Der Realität ins Auge blicken

Da das aber so ist, wir jedoch nicht unser Wirtschafts- und Gesellschaftsleben unbegrenzt blockieren können, wären die politisch Handelnden gut beraten, nicht immer neue Grenzwerte und Bedrohungsszenarien in die Diskussion zu werfen. Doch die Politik scheint in einem Tunnelblick gefangen, der sie nur noch auf Infektionszahlen, Inzidenzwerte, Mutationsvarianten und Modellrechnungen schauen lässt, aber zunehmend die Realität aus dem Blick verliert.

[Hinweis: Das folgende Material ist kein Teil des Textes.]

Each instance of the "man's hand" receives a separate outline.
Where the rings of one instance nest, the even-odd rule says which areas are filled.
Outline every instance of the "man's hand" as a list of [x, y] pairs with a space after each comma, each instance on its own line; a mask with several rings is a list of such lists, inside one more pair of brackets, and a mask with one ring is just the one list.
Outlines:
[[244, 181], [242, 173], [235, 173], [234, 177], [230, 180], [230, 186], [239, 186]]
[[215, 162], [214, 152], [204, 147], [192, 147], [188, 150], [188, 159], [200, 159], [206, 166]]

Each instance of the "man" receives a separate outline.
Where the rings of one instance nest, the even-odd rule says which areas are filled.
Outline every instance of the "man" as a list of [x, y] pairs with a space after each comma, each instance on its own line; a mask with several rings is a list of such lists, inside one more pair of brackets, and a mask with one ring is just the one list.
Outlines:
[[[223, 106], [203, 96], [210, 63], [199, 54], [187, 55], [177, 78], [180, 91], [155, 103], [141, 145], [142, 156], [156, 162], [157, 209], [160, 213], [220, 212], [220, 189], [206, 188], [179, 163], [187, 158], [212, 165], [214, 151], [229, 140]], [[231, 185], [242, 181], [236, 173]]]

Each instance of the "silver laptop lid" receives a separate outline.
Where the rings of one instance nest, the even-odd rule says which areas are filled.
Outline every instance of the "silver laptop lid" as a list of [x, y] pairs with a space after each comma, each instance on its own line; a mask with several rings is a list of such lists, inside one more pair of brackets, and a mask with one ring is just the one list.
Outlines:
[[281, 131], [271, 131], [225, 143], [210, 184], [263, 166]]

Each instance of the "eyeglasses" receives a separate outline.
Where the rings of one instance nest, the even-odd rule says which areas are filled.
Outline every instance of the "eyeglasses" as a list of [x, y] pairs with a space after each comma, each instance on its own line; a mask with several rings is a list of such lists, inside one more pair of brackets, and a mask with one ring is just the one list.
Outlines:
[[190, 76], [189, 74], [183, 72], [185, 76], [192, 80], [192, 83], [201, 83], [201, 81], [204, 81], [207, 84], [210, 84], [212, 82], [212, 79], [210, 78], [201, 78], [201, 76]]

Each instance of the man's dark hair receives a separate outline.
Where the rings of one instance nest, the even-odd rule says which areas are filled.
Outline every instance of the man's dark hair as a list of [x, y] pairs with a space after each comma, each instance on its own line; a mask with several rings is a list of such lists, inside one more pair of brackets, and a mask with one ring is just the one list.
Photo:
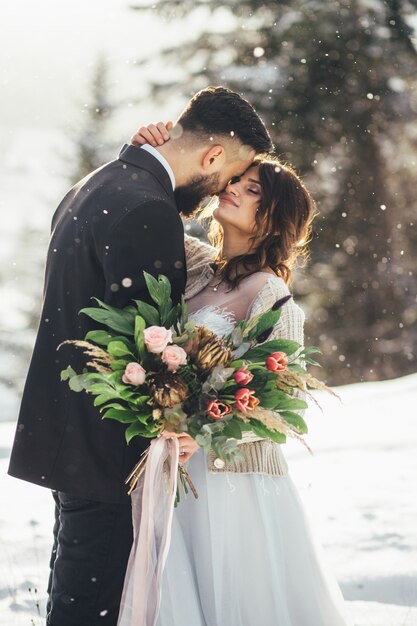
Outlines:
[[236, 137], [256, 154], [269, 152], [272, 141], [255, 109], [226, 87], [206, 87], [188, 102], [177, 120], [185, 132]]

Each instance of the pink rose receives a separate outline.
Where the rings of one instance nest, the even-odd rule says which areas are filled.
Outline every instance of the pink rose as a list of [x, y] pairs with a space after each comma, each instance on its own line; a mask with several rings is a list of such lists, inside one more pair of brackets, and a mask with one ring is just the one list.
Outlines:
[[176, 372], [180, 365], [187, 362], [187, 353], [180, 346], [167, 346], [162, 353], [162, 360], [169, 372]]
[[143, 331], [143, 338], [149, 352], [163, 352], [172, 341], [172, 330], [163, 326], [149, 326]]
[[222, 417], [231, 412], [232, 407], [226, 404], [226, 402], [221, 402], [220, 400], [212, 400], [207, 406], [207, 413], [214, 420], [220, 420]]
[[246, 366], [239, 367], [233, 375], [238, 385], [247, 385], [253, 379], [253, 374], [246, 369]]
[[254, 409], [259, 404], [258, 398], [255, 398], [255, 392], [252, 389], [242, 387], [235, 393], [235, 405], [238, 411], [246, 413]]
[[139, 363], [128, 363], [122, 381], [126, 385], [143, 385], [146, 378], [146, 372]]
[[265, 359], [265, 365], [271, 372], [283, 372], [287, 369], [287, 362], [285, 352], [273, 352]]

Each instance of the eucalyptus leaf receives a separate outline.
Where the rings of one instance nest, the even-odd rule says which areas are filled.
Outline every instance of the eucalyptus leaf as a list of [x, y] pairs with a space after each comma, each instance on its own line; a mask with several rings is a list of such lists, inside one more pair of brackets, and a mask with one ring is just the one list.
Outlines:
[[280, 411], [279, 414], [285, 419], [288, 424], [295, 426], [297, 431], [301, 434], [308, 432], [308, 427], [301, 415], [294, 413], [294, 411]]
[[285, 354], [290, 356], [299, 348], [300, 344], [296, 341], [291, 341], [289, 339], [274, 339], [252, 348], [241, 356], [248, 361], [263, 361], [273, 352], [285, 352]]
[[107, 346], [107, 352], [115, 357], [134, 356], [122, 341], [111, 341]]
[[61, 380], [65, 381], [68, 380], [69, 378], [72, 378], [72, 376], [76, 376], [77, 372], [75, 372], [71, 365], [68, 365], [68, 367], [64, 370], [61, 371]]
[[134, 318], [130, 314], [125, 315], [123, 310], [115, 309], [113, 312], [108, 309], [87, 307], [85, 309], [81, 309], [80, 313], [84, 313], [84, 315], [87, 315], [95, 322], [108, 326], [116, 332], [124, 335], [133, 335]]
[[136, 421], [136, 415], [132, 411], [125, 409], [113, 409], [109, 408], [103, 415], [103, 419], [112, 419], [121, 422], [122, 424], [132, 424]]
[[165, 293], [163, 284], [160, 284], [159, 281], [156, 280], [152, 274], [148, 274], [148, 272], [143, 272], [143, 275], [152, 300], [156, 302], [159, 307], [162, 306], [164, 303]]
[[147, 302], [142, 302], [142, 300], [134, 300], [134, 302], [137, 306], [139, 315], [143, 317], [143, 319], [145, 320], [148, 326], [160, 325], [160, 317], [159, 317], [158, 309], [156, 309], [151, 304], [148, 304]]
[[114, 339], [114, 335], [105, 330], [90, 330], [84, 337], [85, 341], [94, 341], [100, 346], [107, 346]]
[[267, 329], [271, 329], [275, 326], [279, 318], [281, 317], [281, 310], [278, 311], [265, 311], [259, 316], [256, 324], [249, 330], [249, 332], [245, 333], [245, 339], [252, 341], [256, 339], [259, 335], [261, 335]]

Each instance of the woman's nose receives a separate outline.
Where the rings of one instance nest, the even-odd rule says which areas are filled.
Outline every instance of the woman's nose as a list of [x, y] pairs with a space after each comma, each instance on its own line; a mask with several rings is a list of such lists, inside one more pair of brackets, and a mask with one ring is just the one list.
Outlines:
[[232, 180], [230, 180], [230, 181], [227, 183], [227, 186], [226, 186], [226, 191], [227, 191], [227, 193], [232, 194], [232, 196], [237, 196], [237, 195], [238, 195], [239, 190], [238, 190], [238, 188], [237, 188], [237, 182], [236, 182], [236, 181], [235, 181], [235, 182], [233, 182], [233, 178], [232, 178]]

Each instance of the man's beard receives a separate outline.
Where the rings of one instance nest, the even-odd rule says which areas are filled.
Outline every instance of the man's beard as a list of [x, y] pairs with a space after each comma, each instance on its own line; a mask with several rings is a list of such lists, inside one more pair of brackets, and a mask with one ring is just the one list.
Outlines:
[[195, 176], [187, 185], [175, 189], [178, 210], [186, 217], [190, 217], [198, 210], [204, 198], [219, 192], [219, 185], [219, 174]]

Denn zu dieser gehören nicht nur Hunderttausende wirtschaftlich bedrohte Existenzen, sondern eben auch die einfache Wahrheit, dass wir das Virus nicht aus der Welt bekommen werden. Eine Gesundheitspolitik, die sich das zum Ziel setzt, wird scheitern. Wir brauchen vielmehr realistische Ziele, Optimismus und den politischen Mut, klar zu sagen, dass eine verantwortungsvolle und freiheitliche Politik nicht versuchen darf, das Unerreichbare zu erreichen.